Gálius se sentou e Yté ficou cutucando o fogo com uma vareta de metal.
— O Rei-Deus está enlouquecendo.
— Como assim?
— Nós sempre trabalhamos para ele, Gálius. Somos seus servos mais próximos. Minha avó trabalhou para ele. E a avó de minha avó também. Nós temos anotações, conhecimento sobre seus costumes, seus humores. Os ciclos de ação dele.
— Ciclos de ação?
— Sim. Ele muda o comportamento, mas leva tempo. Minha avó chama isso de fases. Era para ele estar na fase de garotas. Mas ele não as aceita mais.
— Vai ver ele só está ficando velho.
— Não, você não entende. Ele sempre foi velho, mas não tão velho que não tivesse seus apetites. Ele é sistemático. Seu comportamento já foi observado e anotado por nós por muitas gerações. Ele tem fases, sempre teve, mas isso mudou.
— Quando?
— Ele está atrasado. Parou na fase das pinturas. Ele acorda, faz as refeições e depois vai para sua sala de pintura. Ele prepara as tintas e pinta um quadro, diariamente. No fim do dia, ateia fogo no quadro.
— Isso não significa que esteja louco, ou algo assim...
— Ele está atrasado há mais de dez anos! Dez anos! Já houve variações de meses, em suas mudanças de ciclo, mas nunca de anos. Ele pinta as ruas de Tleos. Pinta as pessoas. Pinta todas as paisagens. Ficam lindas, perfeitas. Então, faz uma pausa para o almoço. Depois, retorna e pinta por cima. Ele pinta por cima a cidade em chamas. As pessoas agonizando, sofrendo. Queimando. Em outras vezes, apenas as cinzas e corpos amontoados enegrecidos, queimados.
— Vocês pensam que ele pretende queimar a cidade e acabar com tudo?
— Alguns de nós acreditamos que sim.
— O que pretendem então?
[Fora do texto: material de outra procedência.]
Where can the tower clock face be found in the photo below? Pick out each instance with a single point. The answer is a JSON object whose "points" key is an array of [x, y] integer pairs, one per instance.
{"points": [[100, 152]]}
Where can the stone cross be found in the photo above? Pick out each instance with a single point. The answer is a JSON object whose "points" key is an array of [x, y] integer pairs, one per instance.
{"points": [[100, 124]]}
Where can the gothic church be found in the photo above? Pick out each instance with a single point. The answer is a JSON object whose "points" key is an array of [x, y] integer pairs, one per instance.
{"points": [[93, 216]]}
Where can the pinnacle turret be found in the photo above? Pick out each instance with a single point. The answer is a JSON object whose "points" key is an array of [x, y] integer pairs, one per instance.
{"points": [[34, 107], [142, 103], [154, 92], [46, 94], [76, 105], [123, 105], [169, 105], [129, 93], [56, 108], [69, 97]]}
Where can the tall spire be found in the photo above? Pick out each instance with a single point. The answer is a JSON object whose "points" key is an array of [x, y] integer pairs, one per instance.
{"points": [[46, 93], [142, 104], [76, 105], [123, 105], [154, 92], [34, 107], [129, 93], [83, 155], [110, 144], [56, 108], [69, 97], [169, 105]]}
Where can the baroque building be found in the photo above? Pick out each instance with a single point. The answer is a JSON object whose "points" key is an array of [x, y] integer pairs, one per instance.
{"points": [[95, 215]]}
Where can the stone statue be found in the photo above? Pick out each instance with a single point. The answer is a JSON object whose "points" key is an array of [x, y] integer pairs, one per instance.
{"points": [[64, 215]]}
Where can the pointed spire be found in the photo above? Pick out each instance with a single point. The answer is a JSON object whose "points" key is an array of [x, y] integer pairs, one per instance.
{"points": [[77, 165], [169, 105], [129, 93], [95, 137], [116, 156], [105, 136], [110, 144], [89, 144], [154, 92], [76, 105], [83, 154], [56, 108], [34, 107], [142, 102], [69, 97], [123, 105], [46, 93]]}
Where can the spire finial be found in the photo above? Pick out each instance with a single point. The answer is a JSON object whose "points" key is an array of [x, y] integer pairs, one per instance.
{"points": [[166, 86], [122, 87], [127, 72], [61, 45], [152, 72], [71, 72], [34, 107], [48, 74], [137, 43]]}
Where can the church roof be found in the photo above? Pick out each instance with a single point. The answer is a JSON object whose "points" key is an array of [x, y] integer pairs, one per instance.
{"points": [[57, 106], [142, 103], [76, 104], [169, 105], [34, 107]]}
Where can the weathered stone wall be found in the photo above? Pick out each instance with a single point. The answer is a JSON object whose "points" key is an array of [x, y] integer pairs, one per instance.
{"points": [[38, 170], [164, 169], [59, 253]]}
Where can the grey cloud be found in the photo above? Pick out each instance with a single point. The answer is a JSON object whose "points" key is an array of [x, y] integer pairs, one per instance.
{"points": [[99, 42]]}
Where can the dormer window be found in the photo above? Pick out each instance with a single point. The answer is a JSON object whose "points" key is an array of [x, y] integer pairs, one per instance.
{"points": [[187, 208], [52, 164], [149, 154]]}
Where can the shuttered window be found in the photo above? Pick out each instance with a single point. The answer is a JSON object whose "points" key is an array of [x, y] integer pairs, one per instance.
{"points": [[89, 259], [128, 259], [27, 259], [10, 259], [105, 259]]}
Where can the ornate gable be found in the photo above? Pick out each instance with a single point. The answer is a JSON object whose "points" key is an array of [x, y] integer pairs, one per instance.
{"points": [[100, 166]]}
Matá-lo?
— Não, isso é impossível. Em nossos registros, temos anotadas mais de trezentas tentativas de assassinato. Todas falharam, mesmo aquelas que estiveram perto de ter sucesso. Ele já foi envenenado, afogado, queimado e até mesmo, decapitado. Ele apenas levanta, retorna e manda matar todos os assassinos e conspiradores. É impossível.
— Ouvi uma história ou outra, mas nunca acreditei que isso fosse verdade.
— Eu não acredito que ele queira destruir a cidade. E nos ama. Ele ama a cidade. Mas ele está obcecado. E não mudou de ciclo. É por isso que ele está ignorando as ações de Lerifan. Em outros tempos, ele não deixaria que um de seus vonu agisse do modo que Lerifan vem agindo.
— Caramba! Nem sei o que pensar...
— Escuta, Gálius! — ela pegou a mão dele e apertou com força — Isso que te contei é o maior segredo de nosso povo. Todos nós juramos não contar nada sobre os registros dos servos para ninguém de fora. — e chorou — eu fui fraca, Gálius. Eu não aguento mais ver ele pintando a morte, todos os dias. Eu falhei com meus irmãos.
Gálius ajoelhou-se ao lado de Yté e a abraçou. Ela o apertou com força e chorou por alguns instantes.
— Era para eu te levar ao palácio. Eles iam usar você, Gálius. Iam usar tudo o que você viu para atingir Lerifan, mas eu fiquei com medo... Medo de perder você.
Ela o segurou com ternura em ambas orelhas e o puxou para si num beijo proibido que segurava dentro de si há anos. Ela sempre gostou dele, mas a família e as tradições e depois, a responsabilidade da irmandade dos servos, a impediam de seguir seus desejos.
Gálius sentiu que a amava, desde sempre, mas aquilo havia se apagado quando ela foi levada para o treinamento como serva palaciana e sumiu por vários anos. Agora estava tudo de volta. Tudo explodindo.